Statutory References
Admission to practice without examination, see 4 V.I.C. ' 441.
Case Notes
Accredited law school
Admission to bar association
Jurisdiction
Residence requirements
Accredited law school
This rule requiring that person seeking admission to Bar be graduated from an accredited law school is not unreasonable or prejudicial. In re Saunders, D.C.V.I. 1969, 7 V.I. 132, 295 F. Supp. 263.
Where petitioner for admission to Virgin Islands Bar knowingly pursued a course of study at a non-accredited law school, court would not waive requirements of this rule that applicants for admission graduate from an accredited law school. In re Saunders, D.C.V.I. 1969, 7 V.I. 132, 295 F. Supp. 263.
Admission to bar association
Admission to Territorial Court bar is simultaneously admission to Virgin Islands bar. In re Application of Moorhead, Terr. Ct. St. T. and St. J. 1992, 27 V.I. 74.
Jurisdiction
Effective October 1, 1991, Territorial Court has jurisdiction to admit attorneys to practice before Virgin Islands bar. In re Application of Moorhead, Terr. Ct. St. T. and St. J. 1992, 27 V.I. 74.
Jurisdiction over local bar admissions is vested in courts established by local law, and since Appellate Division of District Court and District Court itself are courts established by federal law, they are incapable of having jurisdiction over admissions to Virgin Islands bar. In re Application of Moorhead, Terr. Ct. St. T. and St. J. 1992, 27 V.I. 74.
Since Territorial Court is the only court of the Virgin Islands established by local law, it is the only legal repository of jurisdiction over admissions to Virgin Islands bar. In re Application of Moorhead, Terr. Ct. St. T. and St. J. 1992, 27 V.I. 74.
Residence requirements
Provision of this rule requiring an applicant for admission to the Virgin Islands bar to allege and prove that if admitted he intends to reside, as well as practice, in the Virgin Islands, does not violate the Equal Protection Clause or deny the constitutional right to interstate travel. Aronson v. Ambrose, C.A.3d 1973, 10 V.I. 613, 479 F.2d 75.

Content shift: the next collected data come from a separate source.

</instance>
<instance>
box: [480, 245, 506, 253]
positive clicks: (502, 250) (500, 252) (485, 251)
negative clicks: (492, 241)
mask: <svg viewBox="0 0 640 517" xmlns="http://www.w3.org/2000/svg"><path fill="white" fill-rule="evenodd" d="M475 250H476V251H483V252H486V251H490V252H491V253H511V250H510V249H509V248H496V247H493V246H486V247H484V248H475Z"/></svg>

If plaintiffs, who brought intentionally sweeping attack on the qualifications for membership to the bar, were properly denied recommendation that they be admitted because of their insistence that they did not intend to become fulltime residents or practitioners, or were properly denied recommendation on the basis of any other provision which they challenged, they were without standing to challenge constitutionality of prior residency requirement. Aronson v. Ambrose, D.C.V.I. 1972, 9 V.I. 254, 366 F. Supp. 37.
Rationality of decision that resident attorneys can more thoroughly perform their duties than nonresident attorneys, which was the basis for rule that one applying for admission to the bar must allege intent to reside and practice in the Virgin Islands, challenged as denying equal protection, was in no way dependent upon the ease of implementing the decision or upon the fact that an applicant could easily lie. Aronson v. Ambrose, D.C.V.I. 1972, 9 V.I. 254, 366 F. Supp. 37.
Bar applicant requirement of residence in Virgin Islands for one year prior to application for admission cannot be fulfilled by mere declaration of intention to reside therein. Thorstenn v. Barnard, C.A.3d 1987, 842 F.2d 1393, aff'd, 489 U.S. 546, 109 S. Ct. 1294, 103 L. Ed. 2d 559 (1989).